Here we’ve reduced the resolution along the x axis so that instead of getting isolated points for this inherently discrete data, you can see more-visible horizontal line segments.

The above plots use the HoloViews library, which builds Bokeh and Matplotlib plots from high-level specifications. For instance, Datashader currently only provides 2D aggregates, but you can easily make a zoomable one-dimensional histogram using HoloViews to dynamically collapse across a second dimension:

dataset = hv.Points(df, kdims=['fare_amount', 'trip_distance'], vdims=[]).select(fare_amount=(0,60))
agg = hd.rasterize(dataset, aggregator=ds.count(), streams=[hv.streams.RangeX()], x_sampling=0.5, width=500, height=2)
agg.apply.reduce(trip_distance=np.sum)

Here datashader is aggregating over both fare_amount and trip_distance, but trip_distance was specified to have only a height of 2, because it will be further collapsed to create the histogram being displayed. You can now use the wheel zoom tool when hovering over the x axis, and the plot will zoom in or out, dynamically resampling at the given location to make a new histogram (as long as there is a live Python server running).
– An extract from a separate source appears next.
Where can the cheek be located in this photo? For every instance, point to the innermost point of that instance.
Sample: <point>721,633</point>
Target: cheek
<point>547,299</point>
In this particular plot, there is a very wide range of fare amounts, with an implausibly high maximum fare of over 4000 dollars, but you can easily zoom in to the bulk of the data to show that nearly all fares are between 4 and 20 dollars, following something like a gamma distribution, and they are discretized to the nearest 50 cents in this dataset.